Cloud or Self Hosted
Self Hosted (Source)
Environment Details
WSL2 on Windows 11
python=3.10
64G RAM
RTX 4000 SFF ADA 20G VRAM
Steps to Reproduce
python -m tools.run_webui
--llama-checkpoint-path "checkpoints/fish-speech-1.5"
--decoder-checkpoint-path "checkpoints/fish-speech-1.5/firefly-gan-vq-fsq-8x1024-21hz-generator.pth"
--decoder-config-name firefly_gan_vq --compile
use these text :
Fish Agent V0.1 3B is a groundbreaking Voice-to-Voice model capable of capturing and generating environmental audio information with unprecedented accuracy. What sets it apart is its semantic-token-free architecture, eliminating the need for traditional semantic encoders/decoders like Whisper and CosyVoice.
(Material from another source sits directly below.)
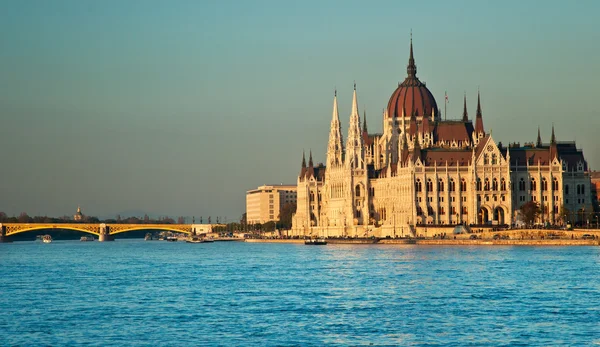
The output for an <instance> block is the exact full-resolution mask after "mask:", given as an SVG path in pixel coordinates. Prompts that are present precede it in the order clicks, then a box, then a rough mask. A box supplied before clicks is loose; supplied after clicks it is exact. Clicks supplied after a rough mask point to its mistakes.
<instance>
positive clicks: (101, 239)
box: [0, 223, 200, 241]
mask: <svg viewBox="0 0 600 347" xmlns="http://www.w3.org/2000/svg"><path fill="white" fill-rule="evenodd" d="M52 229H62V230H77V231H81V232H84V233H88V234H93V235H96V236H98V238H99V240H100V241H109V240H111V239H112V235H115V234H120V233H126V232H128V231H133V230H166V231H173V232H178V233H186V234H195V233H196V232H197V231H200V229H198V230H197V228H196V226H195V225H193V224H105V223H96V224H84V223H0V240H1V239H3V238H4V237H7V236H11V235H16V234H20V233H24V232H28V231H33V230H52Z"/></svg>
Additionally, it stands as a state-of-the-art text-to-speech (TTS) model, trained on an extensive dataset of 700,000 hours of multilingual audio content.
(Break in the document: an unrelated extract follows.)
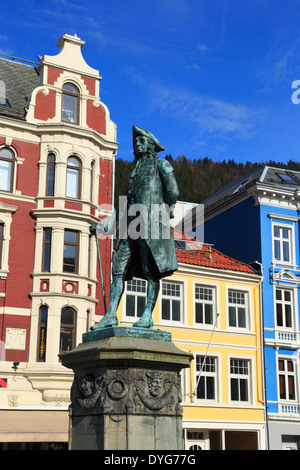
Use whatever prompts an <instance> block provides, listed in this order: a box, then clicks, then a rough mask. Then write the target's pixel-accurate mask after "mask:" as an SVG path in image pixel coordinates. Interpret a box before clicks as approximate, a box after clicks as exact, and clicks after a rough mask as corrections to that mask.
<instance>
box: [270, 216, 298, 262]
mask: <svg viewBox="0 0 300 470" xmlns="http://www.w3.org/2000/svg"><path fill="white" fill-rule="evenodd" d="M275 227H277V228H279V229H280V231H281V230H288V232H289V239H288V240H289V256H290V260H289V261H284V260H283V259H282V251H283V250H282V242H283V241H285V240H286V239H285V238H282V237H281V236H280V237H275V236H274V228H275ZM271 228H272V260H273V264H275V265H280V266H282V265H284V266H295V229H294V224H291V223H282V222H275V221H274V220H273V221H272V224H271ZM275 238H276V239H278V240H279V241H280V253H281V255H280V259H276V258H275V246H274V245H275Z"/></svg>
This model is a continue-pretrained version of Qwen-2.5-3B-Instruct for 200B voice & text tokens.
Supported Languages
The model supports the following languages with their respective training data sizes:
English (en): ~300,000 hours
Chinese (zh): ~300,000 hours
German (de): ~20,000 hours
Japanese (ja): ~20,000 hours
French (fr): ~20,000 hours
Spanish (es): ~20,000 hours
Korean (ko): ~20,000 hours
Arabic (ar): ~20,000 hours
For detailed information and implementation guidelines, please visit our Fish Speech GitHub repository.
✔️ Expected Behavior
Generate smooth speech
❌ Actual Behavior
when reading this part:
English (en): ~300,000 hours
Chinese (zh): ~300,000 hours
German (de): ~20,000 hours
Japanese (ja): ~20,000 hours
French (fr): ~20,000 hours
Spanish (es): ~20,000 hours
Korean (ko): ~20,000 hours
Arabic (ar): ~20,000 hours
it becomes many noisy or irregular sounds, how to resolve it?